UNSIGNED INT → Range from 0 to 4,294,967,295.

Using these known limits, I want to see if I can use MySQL's information_schema to generate insights on the current database state. Specifically, I want to look at the primary and secondary indices to see how close numeric values are to their theoretical max based on their data-type.

To be clear, non-indexed values can also run out of space. However, there is no efficient way to inspect non-indexed values without performing full-table scans. As such, even if we wanted to look at a non-indexed value, it would like not be possible without (potentially) impacting the overall database performance.

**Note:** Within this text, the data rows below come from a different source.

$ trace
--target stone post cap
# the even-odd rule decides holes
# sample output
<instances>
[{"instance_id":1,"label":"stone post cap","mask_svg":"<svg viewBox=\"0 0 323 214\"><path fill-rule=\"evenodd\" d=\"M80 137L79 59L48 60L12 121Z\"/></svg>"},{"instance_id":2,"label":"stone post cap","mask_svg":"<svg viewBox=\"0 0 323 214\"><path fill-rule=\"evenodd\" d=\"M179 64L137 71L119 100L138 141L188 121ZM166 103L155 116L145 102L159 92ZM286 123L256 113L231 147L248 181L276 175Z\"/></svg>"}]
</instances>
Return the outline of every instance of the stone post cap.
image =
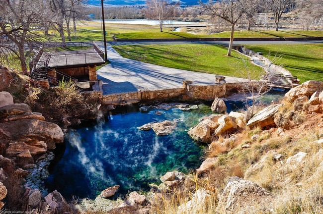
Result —
<instances>
[{"instance_id":1,"label":"stone post cap","mask_svg":"<svg viewBox=\"0 0 323 214\"><path fill-rule=\"evenodd\" d=\"M224 80L226 79L226 77L224 76L216 75L215 75L215 83L219 83L222 80Z\"/></svg>"}]
</instances>

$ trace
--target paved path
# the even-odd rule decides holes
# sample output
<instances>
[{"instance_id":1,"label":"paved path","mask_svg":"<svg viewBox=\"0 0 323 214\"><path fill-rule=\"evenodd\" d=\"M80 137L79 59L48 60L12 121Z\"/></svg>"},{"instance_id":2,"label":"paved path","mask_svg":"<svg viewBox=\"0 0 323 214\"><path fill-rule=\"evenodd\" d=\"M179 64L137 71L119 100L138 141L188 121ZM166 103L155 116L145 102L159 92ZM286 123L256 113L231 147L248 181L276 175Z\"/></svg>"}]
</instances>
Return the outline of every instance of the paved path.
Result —
<instances>
[{"instance_id":1,"label":"paved path","mask_svg":"<svg viewBox=\"0 0 323 214\"><path fill-rule=\"evenodd\" d=\"M184 79L201 85L215 83L214 74L170 68L124 58L111 46L107 47L107 51L111 63L97 71L98 79L103 82L104 95L179 88ZM227 77L226 80L228 83L245 81L232 77Z\"/></svg>"},{"instance_id":2,"label":"paved path","mask_svg":"<svg viewBox=\"0 0 323 214\"><path fill-rule=\"evenodd\" d=\"M103 46L103 43L101 43ZM217 44L229 45L228 41L134 41L134 42L107 42L110 45L183 45L183 44ZM321 44L323 40L312 40L307 41L234 41L234 45L275 45L275 44Z\"/></svg>"}]
</instances>

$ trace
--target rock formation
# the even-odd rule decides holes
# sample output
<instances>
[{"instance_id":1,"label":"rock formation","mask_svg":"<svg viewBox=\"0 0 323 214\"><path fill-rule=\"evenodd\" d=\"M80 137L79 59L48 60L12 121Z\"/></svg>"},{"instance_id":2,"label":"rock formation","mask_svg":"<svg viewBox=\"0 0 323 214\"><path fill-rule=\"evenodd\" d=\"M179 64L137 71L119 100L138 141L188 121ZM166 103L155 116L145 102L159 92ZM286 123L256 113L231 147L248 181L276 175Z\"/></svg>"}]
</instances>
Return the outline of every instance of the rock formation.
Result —
<instances>
[{"instance_id":1,"label":"rock formation","mask_svg":"<svg viewBox=\"0 0 323 214\"><path fill-rule=\"evenodd\" d=\"M214 112L222 113L227 110L227 106L223 100L215 98L211 107L211 109Z\"/></svg>"},{"instance_id":2,"label":"rock formation","mask_svg":"<svg viewBox=\"0 0 323 214\"><path fill-rule=\"evenodd\" d=\"M215 213L269 213L273 208L273 197L254 183L239 180L228 183L219 198Z\"/></svg>"},{"instance_id":3,"label":"rock formation","mask_svg":"<svg viewBox=\"0 0 323 214\"><path fill-rule=\"evenodd\" d=\"M285 95L290 102L293 102L299 97L306 96L308 98L316 92L323 91L323 82L310 80L302 85L291 89Z\"/></svg>"},{"instance_id":4,"label":"rock formation","mask_svg":"<svg viewBox=\"0 0 323 214\"><path fill-rule=\"evenodd\" d=\"M276 104L264 108L248 121L247 126L249 127L274 126L274 116L281 106L281 104Z\"/></svg>"}]
</instances>

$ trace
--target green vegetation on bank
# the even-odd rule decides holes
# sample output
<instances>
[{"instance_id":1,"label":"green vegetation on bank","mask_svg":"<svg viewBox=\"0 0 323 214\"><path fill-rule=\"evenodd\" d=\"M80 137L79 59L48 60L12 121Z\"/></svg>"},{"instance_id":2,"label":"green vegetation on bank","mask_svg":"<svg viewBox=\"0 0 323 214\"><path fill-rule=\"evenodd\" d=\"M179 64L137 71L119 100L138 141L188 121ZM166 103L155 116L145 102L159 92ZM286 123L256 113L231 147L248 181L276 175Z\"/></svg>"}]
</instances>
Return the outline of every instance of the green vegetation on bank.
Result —
<instances>
[{"instance_id":1,"label":"green vegetation on bank","mask_svg":"<svg viewBox=\"0 0 323 214\"><path fill-rule=\"evenodd\" d=\"M241 77L238 69L251 65L246 57L217 45L115 46L122 56L165 67L226 76ZM253 67L253 66L252 66ZM254 67L260 71L259 67Z\"/></svg>"},{"instance_id":2,"label":"green vegetation on bank","mask_svg":"<svg viewBox=\"0 0 323 214\"><path fill-rule=\"evenodd\" d=\"M323 44L257 45L245 47L261 52L275 64L282 65L304 82L323 81Z\"/></svg>"},{"instance_id":3,"label":"green vegetation on bank","mask_svg":"<svg viewBox=\"0 0 323 214\"><path fill-rule=\"evenodd\" d=\"M173 28L164 27L164 32L160 32L157 26L134 25L129 24L107 23L106 38L112 40L112 35L116 34L118 39L155 39L155 38L229 38L230 31L213 34L195 34L189 33L172 31ZM103 40L101 23L95 21L78 22L76 35L71 33L72 41L91 41ZM51 31L50 38L59 41L58 33ZM67 33L65 33L67 41ZM245 37L323 37L323 31L236 31L236 38Z\"/></svg>"},{"instance_id":4,"label":"green vegetation on bank","mask_svg":"<svg viewBox=\"0 0 323 214\"><path fill-rule=\"evenodd\" d=\"M134 32L120 33L116 35L118 39L155 39L155 38L230 38L230 31L209 34L193 34L189 33L173 32L165 29L164 32L151 30L147 32ZM235 32L235 38L246 37L323 37L322 31L237 31Z\"/></svg>"}]
</instances>

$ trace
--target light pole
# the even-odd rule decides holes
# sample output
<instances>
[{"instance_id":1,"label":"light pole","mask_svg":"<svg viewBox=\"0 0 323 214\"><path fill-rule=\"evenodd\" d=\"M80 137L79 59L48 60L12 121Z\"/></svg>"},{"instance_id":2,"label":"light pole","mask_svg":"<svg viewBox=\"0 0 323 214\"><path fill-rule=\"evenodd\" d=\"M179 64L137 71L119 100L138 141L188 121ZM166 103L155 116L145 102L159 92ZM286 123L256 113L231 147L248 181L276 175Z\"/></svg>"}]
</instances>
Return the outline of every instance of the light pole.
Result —
<instances>
[{"instance_id":1,"label":"light pole","mask_svg":"<svg viewBox=\"0 0 323 214\"><path fill-rule=\"evenodd\" d=\"M108 61L108 57L106 54L106 38L105 38L105 24L104 24L104 9L103 8L103 0L101 0L101 7L102 8L102 25L103 27L103 40L104 42L104 60Z\"/></svg>"}]
</instances>

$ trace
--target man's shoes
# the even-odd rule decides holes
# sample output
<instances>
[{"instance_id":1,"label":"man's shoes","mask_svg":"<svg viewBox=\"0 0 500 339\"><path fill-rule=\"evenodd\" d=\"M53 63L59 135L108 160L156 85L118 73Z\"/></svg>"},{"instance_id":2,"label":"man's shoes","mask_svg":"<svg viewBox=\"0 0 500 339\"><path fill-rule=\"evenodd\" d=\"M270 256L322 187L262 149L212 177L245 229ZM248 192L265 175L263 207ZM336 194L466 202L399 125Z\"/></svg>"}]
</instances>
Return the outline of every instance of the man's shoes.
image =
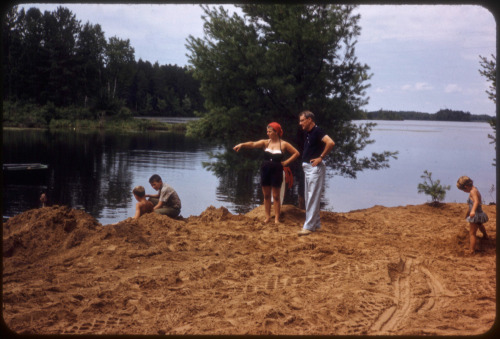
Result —
<instances>
[{"instance_id":1,"label":"man's shoes","mask_svg":"<svg viewBox=\"0 0 500 339\"><path fill-rule=\"evenodd\" d=\"M303 236L303 235L309 235L311 233L312 233L312 231L309 231L309 230L303 228L303 229L300 230L300 232L298 234L299 234L299 237L300 237L300 236Z\"/></svg>"}]
</instances>

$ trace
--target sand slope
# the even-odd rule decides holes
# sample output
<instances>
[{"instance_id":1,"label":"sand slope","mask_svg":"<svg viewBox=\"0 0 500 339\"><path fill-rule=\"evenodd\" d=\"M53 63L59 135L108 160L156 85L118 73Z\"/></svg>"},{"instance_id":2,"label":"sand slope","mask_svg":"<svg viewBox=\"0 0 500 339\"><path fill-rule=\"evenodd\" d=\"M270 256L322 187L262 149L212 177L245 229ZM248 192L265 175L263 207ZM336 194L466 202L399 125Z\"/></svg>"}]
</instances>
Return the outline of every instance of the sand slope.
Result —
<instances>
[{"instance_id":1,"label":"sand slope","mask_svg":"<svg viewBox=\"0 0 500 339\"><path fill-rule=\"evenodd\" d=\"M107 226L31 210L3 226L3 318L37 334L481 334L496 315L496 207L474 256L466 208L322 212L307 237L293 206L278 226L262 207Z\"/></svg>"}]
</instances>

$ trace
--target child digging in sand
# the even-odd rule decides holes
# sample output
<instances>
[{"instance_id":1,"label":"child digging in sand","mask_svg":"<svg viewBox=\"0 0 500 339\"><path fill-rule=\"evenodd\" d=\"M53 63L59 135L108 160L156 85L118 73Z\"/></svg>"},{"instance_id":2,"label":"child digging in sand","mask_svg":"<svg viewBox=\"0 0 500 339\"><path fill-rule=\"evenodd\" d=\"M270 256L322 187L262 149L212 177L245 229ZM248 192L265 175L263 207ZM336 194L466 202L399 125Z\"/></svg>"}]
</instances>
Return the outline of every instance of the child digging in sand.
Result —
<instances>
[{"instance_id":1,"label":"child digging in sand","mask_svg":"<svg viewBox=\"0 0 500 339\"><path fill-rule=\"evenodd\" d=\"M469 199L467 199L469 209L467 211L467 214L465 215L465 218L470 223L470 247L467 253L473 254L476 249L477 230L479 229L481 233L483 233L484 240L488 239L486 229L483 225L483 223L488 221L488 216L483 212L483 209L481 208L481 193L479 193L477 188L473 185L473 181L471 178L467 176L458 178L457 187L459 190L469 193Z\"/></svg>"},{"instance_id":2,"label":"child digging in sand","mask_svg":"<svg viewBox=\"0 0 500 339\"><path fill-rule=\"evenodd\" d=\"M153 212L154 205L151 201L146 200L146 190L142 186L136 186L132 190L137 204L135 205L134 219L138 219L141 215Z\"/></svg>"}]
</instances>

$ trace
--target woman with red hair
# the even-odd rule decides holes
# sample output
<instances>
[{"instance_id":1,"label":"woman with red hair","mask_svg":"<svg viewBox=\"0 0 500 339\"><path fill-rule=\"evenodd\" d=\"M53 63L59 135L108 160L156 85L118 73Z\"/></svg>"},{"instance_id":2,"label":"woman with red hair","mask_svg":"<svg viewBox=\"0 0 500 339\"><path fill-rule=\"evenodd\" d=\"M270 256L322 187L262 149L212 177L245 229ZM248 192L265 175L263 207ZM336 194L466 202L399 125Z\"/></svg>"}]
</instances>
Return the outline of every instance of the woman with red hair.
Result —
<instances>
[{"instance_id":1,"label":"woman with red hair","mask_svg":"<svg viewBox=\"0 0 500 339\"><path fill-rule=\"evenodd\" d=\"M239 152L242 148L262 148L264 150L264 161L260 168L260 181L262 193L264 195L264 210L266 219L271 219L271 192L274 200L274 222L279 223L281 213L280 190L283 183L283 168L286 168L292 161L300 156L299 151L290 143L282 140L283 129L277 122L271 122L267 126L267 136L269 139L259 141L248 141L234 146L234 150ZM284 160L285 152L291 156ZM290 173L290 172L289 172Z\"/></svg>"}]
</instances>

That said, values that are most likely to run out of space are primary keys - specifically AUTO_INCREMENT columns - which are implicitly indexed. And, when those values show up in other tables, as "foreign keys", they are usually indexed there as well using secondary keys. As such, by focusing on key constraints, I am confident that we will be able to inspect the most relevant data.

It looks like the information_schema has three tables that will serve our introspection purposes:

information_schema.TABLES
information_schema.STATISTICS
information_schema.COLUMNS

According to the MySQL docs, some of the values in these tables are cached statistics. As such, they may not be 100% accurate. In our exploration, however, we're going to use SQL statements to inspect real-time key values; so, the cached nature won't affect us this time.

By focusing on numeric keys - and, specifically the first column in those keys - we know that we can run the following SQL query using a "covering index":

SELECT
	key_column
FROM
	my_table
ORDER BY
	key_column DESC
LIMIT
	1

Since the MySQL database stores primary and secondary index values in order, getting the max and min values within the (first) indexed column only requires a single-read. It's incredibly fast! It pulls that data entirely out of the index without having to read any row-data.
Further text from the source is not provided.